O’Brien’s own ranch, affectionately referred to as The Swamp, and the Martinez Ranch next to it — which he also manages — offer a glimpse to the country in his care. Though beautiful, it’s rough.
Moisture this summer means O’Brien has begun reloading with stocker calves, albeit at a slower pace than normal, but it does nothing to change wheat-pasture trends.
“Wheat pasture was a large part of our stocker operation for a number of years,” O’Brien explains. “We ran more cattle on wheat than grass, and wheat was more profitable for us on a per-pound and per-head basis.”
As grain prices headed north in recent years, fewer wheat growers were eager to make wheat pasture available. Even if that changes down the road, O’Brien says it will be a transition made over time rather than a sudden largesse of the forage.
With less wheat pasture, O’Brien buys cattle in the fall and dry-winters them through to the next summer. It’s increased his costs and cut the number of head he can run. “Like everyone else, we’re trying to figure out what will work,” he says.
Knowing rather than guessing
“If I have data, then I can evaluate my decisions,” O’Brien explains. “I wanted the data so that once I’d paid my tuition in the business, I could use it and not have to keep paying tuition.

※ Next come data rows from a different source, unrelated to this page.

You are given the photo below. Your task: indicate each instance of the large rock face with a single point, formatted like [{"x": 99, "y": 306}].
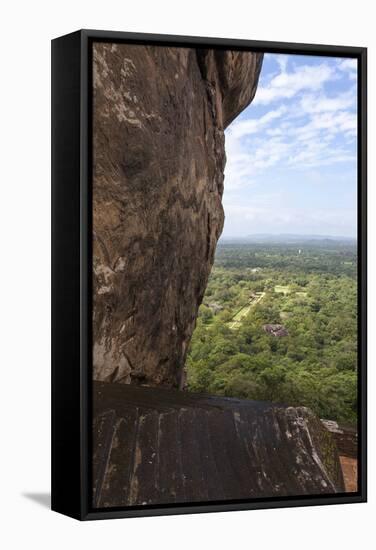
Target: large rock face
[{"x": 159, "y": 115}]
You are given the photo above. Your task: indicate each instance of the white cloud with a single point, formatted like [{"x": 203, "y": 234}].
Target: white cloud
[
  {"x": 286, "y": 85},
  {"x": 349, "y": 66},
  {"x": 311, "y": 103}
]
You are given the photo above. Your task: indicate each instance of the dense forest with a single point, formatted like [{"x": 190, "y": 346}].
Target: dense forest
[{"x": 279, "y": 323}]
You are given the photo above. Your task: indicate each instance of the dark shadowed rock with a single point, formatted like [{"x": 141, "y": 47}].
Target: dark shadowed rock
[
  {"x": 158, "y": 446},
  {"x": 159, "y": 115}
]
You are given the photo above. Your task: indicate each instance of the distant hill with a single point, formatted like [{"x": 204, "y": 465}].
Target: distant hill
[{"x": 288, "y": 238}]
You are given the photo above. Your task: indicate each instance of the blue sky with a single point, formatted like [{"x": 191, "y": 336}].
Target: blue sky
[{"x": 291, "y": 155}]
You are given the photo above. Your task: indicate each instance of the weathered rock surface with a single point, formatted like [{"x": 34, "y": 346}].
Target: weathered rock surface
[
  {"x": 158, "y": 446},
  {"x": 159, "y": 115}
]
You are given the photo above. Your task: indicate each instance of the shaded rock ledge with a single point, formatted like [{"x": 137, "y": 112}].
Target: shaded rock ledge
[{"x": 158, "y": 446}]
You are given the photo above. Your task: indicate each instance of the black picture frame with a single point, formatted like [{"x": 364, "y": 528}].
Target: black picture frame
[{"x": 71, "y": 272}]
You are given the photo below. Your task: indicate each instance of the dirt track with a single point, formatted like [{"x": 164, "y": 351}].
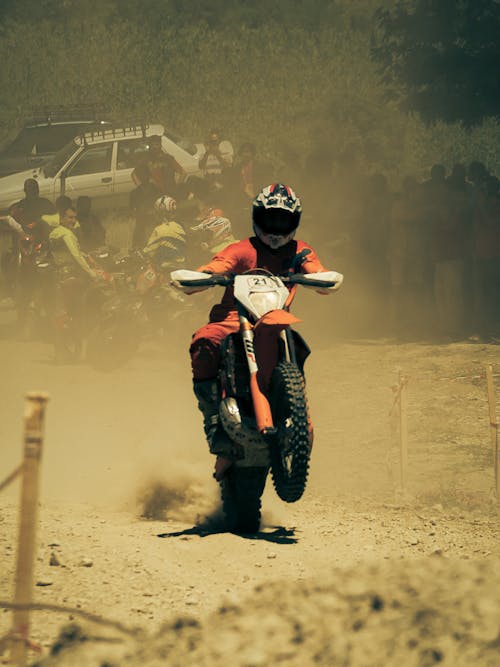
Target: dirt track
[{"x": 123, "y": 444}]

Knowing how a ranch’s cattle performed the last time I fed them enabled me to buy better cattle.”
He’s alluding to the reason he taught himself to write ranch management software in the mid-1970s, when many others were still questioning whether there was a future for those massive, humming piles of metal called computers. O’Brien wanted profit books rather than just cash accounting. He wanted to know.

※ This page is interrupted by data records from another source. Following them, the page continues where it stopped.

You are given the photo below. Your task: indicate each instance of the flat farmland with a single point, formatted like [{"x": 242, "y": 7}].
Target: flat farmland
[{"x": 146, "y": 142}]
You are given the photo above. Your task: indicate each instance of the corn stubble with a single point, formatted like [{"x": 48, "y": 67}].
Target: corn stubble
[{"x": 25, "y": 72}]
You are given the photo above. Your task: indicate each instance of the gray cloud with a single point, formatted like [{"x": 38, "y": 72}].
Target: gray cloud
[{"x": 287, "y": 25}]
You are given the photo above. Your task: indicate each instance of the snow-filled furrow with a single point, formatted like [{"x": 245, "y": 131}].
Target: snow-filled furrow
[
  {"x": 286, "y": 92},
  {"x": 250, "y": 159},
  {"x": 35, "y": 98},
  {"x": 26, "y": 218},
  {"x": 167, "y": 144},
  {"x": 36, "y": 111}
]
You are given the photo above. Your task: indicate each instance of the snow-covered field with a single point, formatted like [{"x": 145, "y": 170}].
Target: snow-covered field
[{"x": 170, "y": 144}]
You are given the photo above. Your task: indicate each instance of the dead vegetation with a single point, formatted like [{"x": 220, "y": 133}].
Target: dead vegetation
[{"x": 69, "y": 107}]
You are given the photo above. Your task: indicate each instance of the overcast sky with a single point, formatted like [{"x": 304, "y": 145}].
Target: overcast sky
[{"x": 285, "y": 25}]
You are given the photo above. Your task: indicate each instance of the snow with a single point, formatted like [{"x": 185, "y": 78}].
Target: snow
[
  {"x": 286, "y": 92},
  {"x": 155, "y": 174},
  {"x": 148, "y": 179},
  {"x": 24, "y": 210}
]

Knowing rather than guessing is one reason he’s long advocated mandatory individual animal ID, something he’s used to manage cows and stocker cattle in his operations for years. He championed the cause as president of the Texas Cattle Feeders Association (TCFA) more than two decades ago.

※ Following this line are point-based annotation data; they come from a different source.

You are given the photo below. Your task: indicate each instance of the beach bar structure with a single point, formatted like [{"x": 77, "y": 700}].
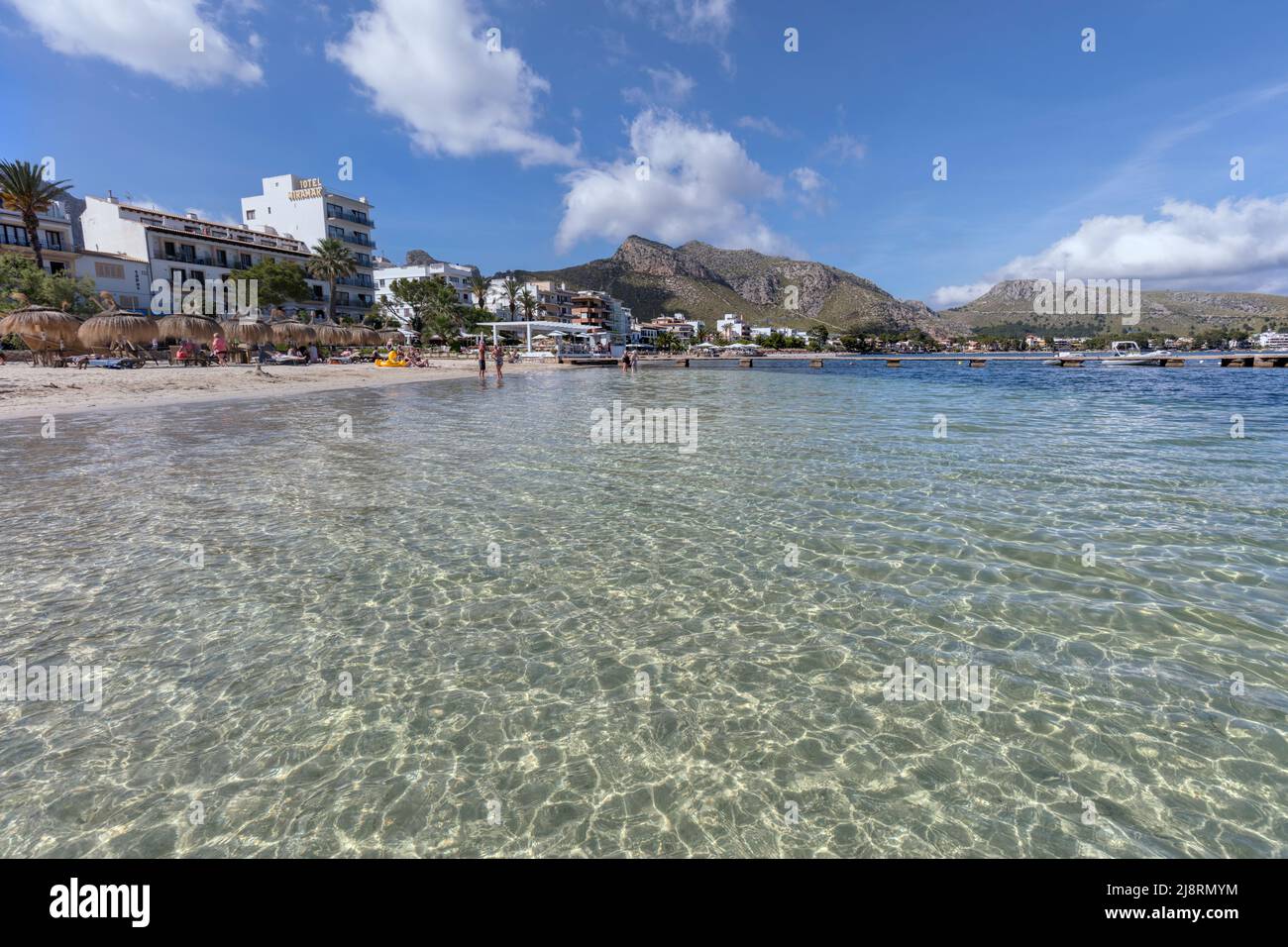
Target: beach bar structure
[{"x": 535, "y": 328}]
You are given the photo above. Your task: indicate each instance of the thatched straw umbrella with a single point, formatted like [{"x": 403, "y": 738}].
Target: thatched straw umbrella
[
  {"x": 200, "y": 329},
  {"x": 48, "y": 329},
  {"x": 112, "y": 329},
  {"x": 291, "y": 333},
  {"x": 250, "y": 331},
  {"x": 331, "y": 334}
]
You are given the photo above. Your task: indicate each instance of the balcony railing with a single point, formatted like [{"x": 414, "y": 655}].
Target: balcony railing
[
  {"x": 21, "y": 240},
  {"x": 352, "y": 217},
  {"x": 197, "y": 261}
]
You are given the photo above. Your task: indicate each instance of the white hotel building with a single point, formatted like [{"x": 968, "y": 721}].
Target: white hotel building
[
  {"x": 452, "y": 273},
  {"x": 120, "y": 240},
  {"x": 309, "y": 211}
]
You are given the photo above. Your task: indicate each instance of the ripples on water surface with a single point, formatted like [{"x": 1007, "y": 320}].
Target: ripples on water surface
[{"x": 519, "y": 684}]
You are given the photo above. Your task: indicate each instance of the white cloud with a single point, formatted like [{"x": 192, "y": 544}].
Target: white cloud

Incidentally, O’Brien’s record of industry volunteer service reads like a how-to manual for “Who’s Who.” In addition to TCFA, a short list includes extensive involvement and key leadership positions with the Cattlemen’s Beef Board, Texas Beef Council and the National Cattlemen’s Beef Association.
Besides the management information enabled by individual ID, O’Brien believes the Eastern Livestock financial debacle would have never happened to the extent it did had mandatory individual ID been used as a way to carry title.
“If ID was mandatory at the point of first transfer, it could be connected to ownership like a Vehicle Identification Number for a pickup or tractor. A lien could be placed against it. When you sold the cattle, the lien would have to be paid before ownership could change. No one could double-mortgage cattle; buyers would have to pay off the original owner,” he explains.
Plus, O’Brien believes it would provide an impediment against livestock theft, as well as helping control a catastrophic disease outbreak.
“I don’t see a downside to it, and the upside is monstrous,” O’Brien says. “It would offer so many benefits — but we’re letting the paranoid, black-helicopter crowd keep the industry from moving that direction.”
In his mind, the primary argument raised by opponents revolves around a fear of liability: that a problem could be traced back to the ranch.
“What would scare me worse than finding out I had a disease problem on my ranch would be having a disease problem I didn’t know about,” O’Brien says.